April 26, 2020: The night before Lisa Hardesty’s post-vaccination reunion with her 101-year-old grandmother, she felt like the night before she went to an amusement park when she was a little girl.
“I can’t wait to hug her,” Hardesty, 54, said a few days earlier. “The level of excitement is like you’re planning an exciting and stressful holiday until the night before, and then you’re so excited you can’t sleep. We haven’t had it in the last year. “
On the day of the meeting, Hardesty and her 17-year-old daughter, Payton, were waiting in front of a restaurant in the city of Holloway, MN, a 97-year-old population, dizzy with anticipation. When the mother and daughter finally spotted 101-year-old Elaine through the car window, they started running at her “like a celebrity,” Hardesty says.
“They couldn’t even stop the car before we hugged it,” says Hardesty, who is a licensed clinical psychologist at the Mayo Clinic in Mankato, MN. “Everyone was talking about everyone. We weren’t able to pull out our stories fast enough. It was such a great joy. “
With vaccines at a much faster pace than expected, families and friends reunite safely after a year or more of separation. Most meetings are full of joy, hugs and laughter that describe the Hardestys. But there is also concern and anxiety, especially before the events, and this is also normal, say psychologists and doctors.

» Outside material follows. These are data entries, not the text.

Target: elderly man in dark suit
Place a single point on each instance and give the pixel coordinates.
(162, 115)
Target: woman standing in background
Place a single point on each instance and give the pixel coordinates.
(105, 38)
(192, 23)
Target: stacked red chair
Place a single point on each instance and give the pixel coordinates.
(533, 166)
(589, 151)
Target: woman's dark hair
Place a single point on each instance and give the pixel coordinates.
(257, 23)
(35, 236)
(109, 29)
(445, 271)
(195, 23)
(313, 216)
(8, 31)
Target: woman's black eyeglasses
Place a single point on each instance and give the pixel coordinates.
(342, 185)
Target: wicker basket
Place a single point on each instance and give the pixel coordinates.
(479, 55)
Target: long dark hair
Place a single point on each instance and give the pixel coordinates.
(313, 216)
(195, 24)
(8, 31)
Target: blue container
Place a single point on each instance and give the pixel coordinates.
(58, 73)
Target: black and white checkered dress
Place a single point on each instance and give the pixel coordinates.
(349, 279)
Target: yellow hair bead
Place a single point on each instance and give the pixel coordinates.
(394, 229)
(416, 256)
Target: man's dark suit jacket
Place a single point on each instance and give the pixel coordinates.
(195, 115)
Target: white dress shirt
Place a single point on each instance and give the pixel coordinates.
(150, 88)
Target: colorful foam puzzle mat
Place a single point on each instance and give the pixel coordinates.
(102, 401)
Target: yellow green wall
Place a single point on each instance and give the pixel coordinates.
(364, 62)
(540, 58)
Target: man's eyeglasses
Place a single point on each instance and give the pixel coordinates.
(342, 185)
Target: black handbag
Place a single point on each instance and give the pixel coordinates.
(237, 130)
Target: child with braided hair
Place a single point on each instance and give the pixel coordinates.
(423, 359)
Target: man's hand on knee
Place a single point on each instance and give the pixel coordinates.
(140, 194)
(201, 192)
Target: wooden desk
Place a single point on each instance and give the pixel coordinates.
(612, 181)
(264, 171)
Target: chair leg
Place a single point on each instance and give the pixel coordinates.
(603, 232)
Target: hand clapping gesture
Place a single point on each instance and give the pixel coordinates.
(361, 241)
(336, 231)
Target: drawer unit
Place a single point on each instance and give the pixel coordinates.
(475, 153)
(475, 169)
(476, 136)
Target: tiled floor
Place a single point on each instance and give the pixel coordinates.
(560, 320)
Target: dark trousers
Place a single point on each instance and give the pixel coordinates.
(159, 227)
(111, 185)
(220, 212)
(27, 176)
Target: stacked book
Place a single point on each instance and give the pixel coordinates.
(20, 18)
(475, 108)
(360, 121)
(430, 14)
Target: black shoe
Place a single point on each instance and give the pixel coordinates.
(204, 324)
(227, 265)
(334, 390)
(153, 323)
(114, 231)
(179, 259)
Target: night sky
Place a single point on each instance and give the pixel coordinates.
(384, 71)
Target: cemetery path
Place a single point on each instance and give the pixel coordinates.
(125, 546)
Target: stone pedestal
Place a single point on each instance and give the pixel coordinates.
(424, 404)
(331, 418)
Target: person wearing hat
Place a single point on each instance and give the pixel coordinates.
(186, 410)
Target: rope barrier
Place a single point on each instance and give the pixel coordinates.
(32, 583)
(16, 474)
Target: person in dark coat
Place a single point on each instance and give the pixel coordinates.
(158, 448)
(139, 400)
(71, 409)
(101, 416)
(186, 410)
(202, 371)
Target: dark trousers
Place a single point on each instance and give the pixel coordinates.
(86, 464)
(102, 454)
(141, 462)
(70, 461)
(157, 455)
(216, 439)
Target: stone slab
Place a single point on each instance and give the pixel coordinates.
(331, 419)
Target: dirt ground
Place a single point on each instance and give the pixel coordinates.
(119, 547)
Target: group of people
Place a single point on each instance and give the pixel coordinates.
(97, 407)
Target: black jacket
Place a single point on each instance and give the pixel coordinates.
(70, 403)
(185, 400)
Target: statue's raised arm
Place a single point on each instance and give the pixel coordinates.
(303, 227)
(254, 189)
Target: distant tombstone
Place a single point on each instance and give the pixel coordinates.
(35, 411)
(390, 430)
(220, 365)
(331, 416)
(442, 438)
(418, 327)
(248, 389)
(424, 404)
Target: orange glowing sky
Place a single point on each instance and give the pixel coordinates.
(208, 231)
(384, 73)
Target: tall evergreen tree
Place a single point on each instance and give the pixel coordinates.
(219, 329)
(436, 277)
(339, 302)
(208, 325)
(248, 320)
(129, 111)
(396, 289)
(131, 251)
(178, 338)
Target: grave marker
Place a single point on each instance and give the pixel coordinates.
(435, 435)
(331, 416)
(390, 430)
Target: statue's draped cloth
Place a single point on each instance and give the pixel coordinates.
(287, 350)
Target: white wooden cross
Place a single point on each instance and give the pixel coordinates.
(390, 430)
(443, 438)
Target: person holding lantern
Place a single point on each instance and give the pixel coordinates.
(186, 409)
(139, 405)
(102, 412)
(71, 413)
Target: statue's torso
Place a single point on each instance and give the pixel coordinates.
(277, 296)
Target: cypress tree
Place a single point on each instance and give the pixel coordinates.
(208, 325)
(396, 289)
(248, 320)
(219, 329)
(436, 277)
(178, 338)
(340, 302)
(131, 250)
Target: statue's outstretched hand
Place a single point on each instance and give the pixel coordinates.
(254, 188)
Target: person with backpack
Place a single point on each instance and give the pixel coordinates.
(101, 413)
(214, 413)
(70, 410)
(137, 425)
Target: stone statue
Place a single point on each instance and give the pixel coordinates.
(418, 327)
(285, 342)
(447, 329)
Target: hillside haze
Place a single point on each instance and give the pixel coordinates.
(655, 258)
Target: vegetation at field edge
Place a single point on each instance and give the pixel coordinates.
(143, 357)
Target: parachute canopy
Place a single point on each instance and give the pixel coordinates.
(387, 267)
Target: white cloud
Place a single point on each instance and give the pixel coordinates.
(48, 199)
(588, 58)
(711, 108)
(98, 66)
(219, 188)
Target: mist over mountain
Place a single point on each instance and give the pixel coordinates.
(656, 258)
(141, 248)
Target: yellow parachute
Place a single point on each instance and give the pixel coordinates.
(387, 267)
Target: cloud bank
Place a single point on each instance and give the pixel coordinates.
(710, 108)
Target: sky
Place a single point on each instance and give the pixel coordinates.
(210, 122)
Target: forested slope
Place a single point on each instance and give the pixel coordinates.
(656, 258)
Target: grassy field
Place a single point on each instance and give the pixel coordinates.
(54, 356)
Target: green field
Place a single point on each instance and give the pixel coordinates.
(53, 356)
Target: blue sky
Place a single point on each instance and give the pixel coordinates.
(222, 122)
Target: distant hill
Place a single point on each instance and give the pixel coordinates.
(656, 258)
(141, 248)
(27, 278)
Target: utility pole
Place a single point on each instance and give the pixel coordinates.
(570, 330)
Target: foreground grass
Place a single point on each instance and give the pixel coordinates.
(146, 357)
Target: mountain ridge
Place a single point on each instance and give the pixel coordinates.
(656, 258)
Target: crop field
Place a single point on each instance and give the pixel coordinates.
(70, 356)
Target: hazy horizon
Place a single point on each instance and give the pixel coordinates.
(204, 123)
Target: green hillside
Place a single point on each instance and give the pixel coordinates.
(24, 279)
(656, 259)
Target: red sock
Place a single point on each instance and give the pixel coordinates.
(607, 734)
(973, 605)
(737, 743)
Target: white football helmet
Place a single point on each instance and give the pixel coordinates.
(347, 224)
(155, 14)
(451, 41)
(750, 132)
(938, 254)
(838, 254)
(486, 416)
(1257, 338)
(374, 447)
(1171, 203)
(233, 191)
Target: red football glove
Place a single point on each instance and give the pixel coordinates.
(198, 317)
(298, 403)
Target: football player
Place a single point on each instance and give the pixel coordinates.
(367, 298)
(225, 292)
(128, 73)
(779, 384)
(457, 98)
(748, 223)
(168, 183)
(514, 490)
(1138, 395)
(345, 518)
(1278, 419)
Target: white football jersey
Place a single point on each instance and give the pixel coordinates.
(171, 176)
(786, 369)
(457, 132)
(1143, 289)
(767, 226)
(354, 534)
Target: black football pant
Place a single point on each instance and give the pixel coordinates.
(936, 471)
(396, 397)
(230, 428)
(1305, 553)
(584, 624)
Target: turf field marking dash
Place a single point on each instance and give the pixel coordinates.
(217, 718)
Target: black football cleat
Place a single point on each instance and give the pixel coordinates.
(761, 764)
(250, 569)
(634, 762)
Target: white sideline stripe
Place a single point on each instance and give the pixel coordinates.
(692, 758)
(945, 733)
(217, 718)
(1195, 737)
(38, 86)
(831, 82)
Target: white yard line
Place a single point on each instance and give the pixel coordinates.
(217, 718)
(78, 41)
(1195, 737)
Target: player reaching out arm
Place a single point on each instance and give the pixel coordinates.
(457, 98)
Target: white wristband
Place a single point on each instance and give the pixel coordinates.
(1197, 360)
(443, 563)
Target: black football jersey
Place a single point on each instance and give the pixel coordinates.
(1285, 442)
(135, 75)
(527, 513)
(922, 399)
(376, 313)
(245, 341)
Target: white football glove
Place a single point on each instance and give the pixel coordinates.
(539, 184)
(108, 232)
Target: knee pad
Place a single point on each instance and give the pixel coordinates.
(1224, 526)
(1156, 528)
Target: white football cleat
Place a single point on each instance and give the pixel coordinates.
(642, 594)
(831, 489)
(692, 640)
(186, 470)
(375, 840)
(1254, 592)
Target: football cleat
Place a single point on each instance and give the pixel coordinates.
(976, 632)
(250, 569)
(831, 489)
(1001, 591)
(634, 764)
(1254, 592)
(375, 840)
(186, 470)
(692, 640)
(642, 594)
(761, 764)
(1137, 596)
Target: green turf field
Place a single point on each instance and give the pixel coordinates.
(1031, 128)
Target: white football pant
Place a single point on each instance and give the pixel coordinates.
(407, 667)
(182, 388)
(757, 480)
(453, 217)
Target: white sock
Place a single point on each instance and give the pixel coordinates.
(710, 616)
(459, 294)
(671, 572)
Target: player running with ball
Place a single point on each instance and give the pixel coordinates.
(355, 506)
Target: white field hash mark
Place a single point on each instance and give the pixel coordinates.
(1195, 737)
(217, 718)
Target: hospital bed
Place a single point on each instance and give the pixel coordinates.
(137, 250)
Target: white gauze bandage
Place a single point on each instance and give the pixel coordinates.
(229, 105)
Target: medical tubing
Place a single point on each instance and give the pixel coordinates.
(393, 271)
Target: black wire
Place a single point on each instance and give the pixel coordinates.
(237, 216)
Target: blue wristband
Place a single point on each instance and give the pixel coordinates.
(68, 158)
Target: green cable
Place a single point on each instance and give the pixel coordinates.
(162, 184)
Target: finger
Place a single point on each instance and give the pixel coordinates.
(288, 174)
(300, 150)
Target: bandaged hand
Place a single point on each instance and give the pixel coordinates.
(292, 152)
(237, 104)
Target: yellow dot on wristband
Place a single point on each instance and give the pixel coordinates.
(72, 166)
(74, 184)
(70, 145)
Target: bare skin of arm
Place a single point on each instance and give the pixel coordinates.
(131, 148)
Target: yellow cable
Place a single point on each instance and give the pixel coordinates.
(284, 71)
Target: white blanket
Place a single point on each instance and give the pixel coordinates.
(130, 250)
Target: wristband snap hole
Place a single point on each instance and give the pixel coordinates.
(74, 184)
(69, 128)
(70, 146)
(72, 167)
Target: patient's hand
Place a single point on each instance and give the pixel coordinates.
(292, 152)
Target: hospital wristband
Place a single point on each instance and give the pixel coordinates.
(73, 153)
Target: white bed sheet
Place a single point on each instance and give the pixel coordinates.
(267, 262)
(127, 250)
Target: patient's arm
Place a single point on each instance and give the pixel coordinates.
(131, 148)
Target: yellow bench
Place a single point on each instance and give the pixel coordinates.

“The social insulation and the increase in loneliness that people experienced as a result of COVID-19 is one of the most devastating aspects of the pandemic“Says Scott Kaiser, MD, director of geriatric cognitive health for the Pacific Neuroscience Institute at Providence Saint John’s Health Center in Santa Monica, CA. Now that vaccines they have paved the way for safe meetings, “there is a wide range of emotions. For the most part, it is relief and exuberance and joy to be together again. But that contains a lot of emotions. “
Imagine a new mother bringing a baby home for the first time, Kaiser says. “Of course, other people want to know so much about the baby,” she says. “And that can be great for mom and baby, but it can also be a double-edged sword.” The new mother, who has just gone through a massive change, wants to protect the vulnerable newborn and, moreover, has probably run out. Now that we’ve all experienced massive changes, “we’re still vulnerable,” Kaiser says. “We don’t know what people live physically and emotionally.”